Em pouco mais de duas horas, o documentário O Início, o Fim e o Meio (2012), de Walter Carvalho, mostra as várias faces da metamorfose ambulante de uma obra singular, que não perde a atualidade mesmo 30 anos após a morte do maluco mais beleza e genial da música popular brasileira. Foi num dia 21 de agosto, há três décadas, que perdemos Raul Seixas (1945-1989).

Por Marcos Aurélio Ruy

Raul Seixas

“Controlando a minha maluquez / misturada com minha lucidez / Vou ficar, ficar com certeza / maluco beleza”, canta o artista baiano em uma de suas composições mais conhecidas. Raul ganhou corações e mentes de uma juventude ávida de sair de rótulos, dos quais ele próprio fugia como o diabo foge da cruz.

Sucumbiu ao alcoolismo em 21 de agosto de 1989, aos 44 anos, mas sua legião de fãs não para de crescer, mesmo com o ostracismo a que a mídia comercial relegou sua obra. Carvalho capta todo esse clima ao mostrar a vitória do artista contra o establishment, a censura e o preconceito. Vitória, porque sua obra sobrevive nos corações e mentes de todos os “malucos belezas” espalhados por todo o território nacional. Todas as pessoas que acreditam na arte e na cultura como uma das formas de se contrapor ao sistema capitalista e opressor.

Assista ao documentário O Início, o Fim e o Meio


 

Tanto que o cantor e compositor maranhense Zeca Baleiro fez a música Toca Raul. Como ele próprio conta, sempre em seus shows alguém da plateia gritava a frase. “Mal eu subo no palco / Um mala um maluco já grita de lá / –Toca Raul! / A vontade que me dá é de mandar / O cara tomar naquele lugar / Mas aí eu paro penso e reflito como é poderoso esse Raulzito / Puxa vida, esse cara é mesmo um mito”, canta Baleiro.

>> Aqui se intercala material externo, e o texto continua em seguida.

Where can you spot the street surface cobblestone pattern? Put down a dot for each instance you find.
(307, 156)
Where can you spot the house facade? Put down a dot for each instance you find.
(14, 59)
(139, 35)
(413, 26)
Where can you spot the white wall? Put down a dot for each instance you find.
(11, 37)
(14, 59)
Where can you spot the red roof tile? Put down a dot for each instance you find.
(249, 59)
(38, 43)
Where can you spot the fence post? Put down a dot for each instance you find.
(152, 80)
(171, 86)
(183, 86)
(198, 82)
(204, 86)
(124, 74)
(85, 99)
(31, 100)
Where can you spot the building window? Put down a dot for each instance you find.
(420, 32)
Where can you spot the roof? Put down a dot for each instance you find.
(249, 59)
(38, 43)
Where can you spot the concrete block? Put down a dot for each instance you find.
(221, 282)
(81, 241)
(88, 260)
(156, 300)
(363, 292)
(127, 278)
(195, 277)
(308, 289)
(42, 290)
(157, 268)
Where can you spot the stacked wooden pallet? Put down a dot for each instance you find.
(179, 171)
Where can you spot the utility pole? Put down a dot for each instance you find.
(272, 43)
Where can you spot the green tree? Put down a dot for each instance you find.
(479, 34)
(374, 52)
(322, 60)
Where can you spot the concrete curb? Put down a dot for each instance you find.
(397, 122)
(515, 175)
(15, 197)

O título do documentário remete à canção Gita, onde Raul e Paulo Coelho diz que Gita é “o início, o fim e o meio”. E vai além: “Eu sou a mosca da sopa / E o dente do tubarão / Eu sou os olhos do cego / E a cegueira da visão”. Essa questão de enxergar o mundo de uma outra forma também está presente em Como Vovó já Dizia. Por causa da censura, Raul escreveu “Quem não tem colírio, usa óculos escuros / Quem não tem filé, como pão e osso duro / Quem não tem visão, bate a cara contra o muro”. Genial.

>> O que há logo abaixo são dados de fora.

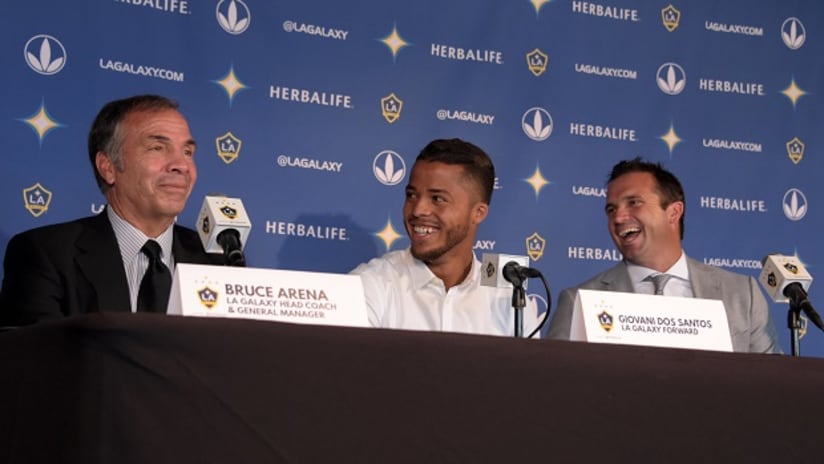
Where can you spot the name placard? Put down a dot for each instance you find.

A poesia original, porém, diz: “Quem não tem colírio, usa óculos escuros / Quem não tem papel dá o recado pelo muro / Quem não tem presente se conforma com o futuro”. Ainda mais genialmente explícito. Ácido puro.

Não menos ácida, Ouro de Tolo arrebenta com a hipocrisia. Desanca com o sistema que nos leva a querer se dar bem, muitas vezes a qualquer custo, sem se importar com a vida das pessoas. Tremendamente atual. “É você olhar no espelho / Se sentir / Um grandessíssimo idiota / Saber que é humano / Ridículo, limitado / Que só usa dez por cento / De sua cabeça animal”.

Não contente, dá um chute no descaso de parte de uma elite carcomida com sua obra. “E você ainda acredita / Que é um doutor / Padre ou policial / Que está contribuindo / Com sua parte / Para o nosso belo / Quadro social”. Bolsonaro certamente vetaria.

Mas Raul não se conforma e ataca o conformismo e a mesmice. “Eu é que não me sento / No trono de um apartamento / Com a boca escancarada / Cheia de dentes / Esperando a morte chegar”. Para anunciar no O Trem das 7, canta ele: “Ói, ói o trem, vem surgindo de trás das montanhas azuis, olha o trem / Ói, ói o trem, vem trazendo de longe as cinzas do velho éon / Ói, já é vem, fumegando, apitando, chamando os que sabem do trem / Ói, é o trem, não precisa passagem nem mesmo bagagem no trem / Quem vai chorar, quem vai sorrir? / Quem vai ficar, quem vai partir?”.

Que o trem do Raul Seixas chegue lotado do desejo de transbordar em sentimento para construir o novo sobre as cinzas do retrocesso que vivenciamos em pleno século 21. Vamos todos ficar malucos belezas e levar a mensagem de construção do mundo novo, solidário e justo.

E sempre tem a chance de recomeçar com em Tente Outra Vez. “Não diga que a canção está perdida / Tenha fé em Deus, tenha fé na vida”, porque “nada acabou” e “não pense que sua cabeça aguenta se você parar”… Nada mais atual.

Trinta anos sem a metamorfose ambulante do maluco beleza da MPB justificam a efeméride. Principalmente porque Raul Seixas é o cara da contestação, que trilhou um caminho próprio, não se enquadrou e brilhou com sua arte despojada e popular.